Salah satu caranya adalah dengan mengumpulkan dokumen pribadi pasien yang sebenarnya tidak menggunakan layanan yang dijamin BPJS.

"Dia mengumpulkan dokumen pasien, seperti KTP, KK, dan kartu BPJS, melalui kegiatan bakti sosial yang bekerja sama dengan kepala desa. Modus ini sudah sangat canggih, niatnya memang untuk mengumpulkan KTP dan kartu BPJS.

Dia [oknum] mengeluarkan surat eligible peserta, ada dokternya segala macam, yang sebenarnya sudah tidak lagi bekerja di situ, tetapi dia tetap menandatanganinya. Jadi ini memang komplotan sebenarnya," jelas Pahala di Gedung Merah Putih KPK, Jakarta, Rabu (24/7/2024).

Anggota komplotan ini juga diduga menandatangani rekam medis, catatan program pasien, pemeriksaan penunjang, serta melengkapi persyaratan lainnya untuk mengajukan klaim.

Pahala menegaskan bahwa praktik kecurangan ini tidak hanya melibatkan satu orang, tetapi juga dokter hingga pihak direksi atau manajemen tertinggi rumah sakit. "Mengapa klaim fiktif ini menjadi perhatian kita? Karena tidak mungkin hanya satu orang yang menjalankan, tidak mungkin hanya dokter yang menjalankan. Yang kita temukan hingga melibatkan pemilik-pemiliknya, hingga direkturnya," jelasnya.

Total Kerugian Rp35 Miliar

Dari audit klaim BPJS, tim gabungan KPK, Kemenkes, serta BPJS melakukan pengumpulan bahan keterangan di lapangan. Hasilnya, dari enam rumah sakit di tiga provinsi, tiga rumah sakit diduga terlibat kecurangan berupa phantom billing dengan kerugian keuangan negara sekitar Rp35 miliar.

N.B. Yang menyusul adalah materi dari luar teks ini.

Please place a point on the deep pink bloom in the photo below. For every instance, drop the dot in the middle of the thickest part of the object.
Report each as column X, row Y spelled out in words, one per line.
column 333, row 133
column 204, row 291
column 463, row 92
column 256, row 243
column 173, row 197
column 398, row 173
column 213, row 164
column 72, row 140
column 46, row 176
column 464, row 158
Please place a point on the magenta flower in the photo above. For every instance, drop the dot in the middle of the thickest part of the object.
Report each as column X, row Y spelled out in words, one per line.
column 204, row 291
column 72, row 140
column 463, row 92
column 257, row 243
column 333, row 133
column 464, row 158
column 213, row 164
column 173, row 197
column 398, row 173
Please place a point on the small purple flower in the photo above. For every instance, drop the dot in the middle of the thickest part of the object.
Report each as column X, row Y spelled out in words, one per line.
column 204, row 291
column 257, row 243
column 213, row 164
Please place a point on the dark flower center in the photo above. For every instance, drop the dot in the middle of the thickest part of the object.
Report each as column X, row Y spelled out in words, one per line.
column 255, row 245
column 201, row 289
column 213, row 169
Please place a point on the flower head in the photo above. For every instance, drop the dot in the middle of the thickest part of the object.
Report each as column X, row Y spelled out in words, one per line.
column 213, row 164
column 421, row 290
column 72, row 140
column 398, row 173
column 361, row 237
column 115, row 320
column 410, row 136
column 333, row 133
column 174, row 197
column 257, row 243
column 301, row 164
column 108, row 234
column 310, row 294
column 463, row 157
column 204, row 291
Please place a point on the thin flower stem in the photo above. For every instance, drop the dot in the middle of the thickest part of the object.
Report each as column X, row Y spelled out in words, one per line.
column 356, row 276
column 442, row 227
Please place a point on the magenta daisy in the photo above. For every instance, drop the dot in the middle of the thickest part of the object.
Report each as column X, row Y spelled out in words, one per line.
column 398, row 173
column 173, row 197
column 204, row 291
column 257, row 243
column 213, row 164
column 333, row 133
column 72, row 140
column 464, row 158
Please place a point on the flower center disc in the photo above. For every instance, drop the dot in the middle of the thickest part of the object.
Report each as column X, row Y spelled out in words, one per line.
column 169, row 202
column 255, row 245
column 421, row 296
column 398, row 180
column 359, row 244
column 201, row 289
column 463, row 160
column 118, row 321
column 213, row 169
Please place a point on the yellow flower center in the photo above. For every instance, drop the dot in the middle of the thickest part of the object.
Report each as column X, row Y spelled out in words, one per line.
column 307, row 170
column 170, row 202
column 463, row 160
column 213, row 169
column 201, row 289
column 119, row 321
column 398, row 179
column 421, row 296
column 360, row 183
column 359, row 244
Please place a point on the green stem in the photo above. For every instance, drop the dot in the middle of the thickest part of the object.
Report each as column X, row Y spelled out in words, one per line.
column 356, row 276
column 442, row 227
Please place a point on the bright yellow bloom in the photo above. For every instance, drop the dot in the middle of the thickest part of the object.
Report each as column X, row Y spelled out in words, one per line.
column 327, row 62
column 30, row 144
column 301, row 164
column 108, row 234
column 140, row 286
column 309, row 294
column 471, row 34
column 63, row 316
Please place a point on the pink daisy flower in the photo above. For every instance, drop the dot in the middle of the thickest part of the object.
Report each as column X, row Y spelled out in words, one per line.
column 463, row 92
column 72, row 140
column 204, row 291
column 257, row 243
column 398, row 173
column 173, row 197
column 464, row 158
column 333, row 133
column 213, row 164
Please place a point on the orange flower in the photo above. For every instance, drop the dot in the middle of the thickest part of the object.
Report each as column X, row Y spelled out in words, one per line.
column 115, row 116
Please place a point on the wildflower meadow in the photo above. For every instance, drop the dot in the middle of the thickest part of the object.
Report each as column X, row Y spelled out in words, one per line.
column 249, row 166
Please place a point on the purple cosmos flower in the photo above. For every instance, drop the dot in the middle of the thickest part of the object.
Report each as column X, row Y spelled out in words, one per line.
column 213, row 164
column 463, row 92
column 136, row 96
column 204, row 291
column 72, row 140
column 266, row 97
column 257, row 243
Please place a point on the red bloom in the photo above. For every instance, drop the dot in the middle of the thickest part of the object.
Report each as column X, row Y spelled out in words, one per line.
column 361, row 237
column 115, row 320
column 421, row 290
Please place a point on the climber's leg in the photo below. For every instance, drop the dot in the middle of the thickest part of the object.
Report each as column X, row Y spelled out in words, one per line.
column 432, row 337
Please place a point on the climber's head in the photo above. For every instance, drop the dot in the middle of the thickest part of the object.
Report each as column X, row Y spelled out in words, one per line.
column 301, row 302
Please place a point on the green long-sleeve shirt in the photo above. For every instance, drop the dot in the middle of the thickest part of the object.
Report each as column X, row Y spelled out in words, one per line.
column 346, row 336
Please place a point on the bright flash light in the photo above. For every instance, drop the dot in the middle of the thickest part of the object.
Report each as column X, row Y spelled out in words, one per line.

Tiga rumah sakit yang terindikasi kecurangan meliputi dua rumah sakit di Sumatra Utara dan satu di Jawa Tengah. Modus yang digunakan adalah merekayasa seluruh dokumen pendukung klaim JKN.

Salah satu rumah sakit di Jawa Tengah terindikasi memiliki klaim fiktif terbesar, yakni di kisaran Rp20 miliar hingga Rp30 miliar, sementara dua rumah sakit di Sumatra Utara masing-masing terindikasi kecurangan senilai Rp1 miliar hingga Rp3 miliar dan Rp4 miliar hingga Rp10 miliar.

Temuan ini telah dipaparkan kepada pimpinan KPK dan disepakati untuk ditindaklanjuti sebagai dugaan korupsi. Selain itu, KPK, Kemenkes, dan BPJS Kesehatan memberikan waktu enam bulan bagi fasilitas kesehatan lainnya yang diduga terlibat kecurangan untuk melakukan koreksi dan mengembalikan kerugian negara ke BPJS Kesehatan.

Jika tidak dilakukan, maka dugaan kecurangan tersebut bisa ditindaklanjuti secara pidana.

Dalam pengungkapannya, Pahala menyebut bahwa praktik kecurangan ini tidak mungkin dilakukan oleh satu orang saja. "Kecurangan ini melibatkan banyak pihak, dari dokter hingga manajemen tertinggi rumah sakit. Kami menemukan bukti bahwa pemilik hingga direksi terlibat dalam modus operandi ini," tegasnya.

Tim gabungan KPK, Kemenkes, dan BPJS Kesehatan terus mengumpulkan bukti dan informasi terkait praktik kecurangan ini. Dengan adanya temuan ini, diharapkan pihak-pihak terkait dapat segera melakukan tindakan korektif dan mengembalikan kerugian negara.

Jika dalam enam bulan tidak ada perbaikan, maka kasus ini akan ditindaklanjuti melalui jalur hukum pidana. "Kami memberikan waktu bagi mereka untuk melakukan koreksi. Jika tidak, maka akan ada konsekuensi hukum yang harus mereka hadapi," tutup Pahala.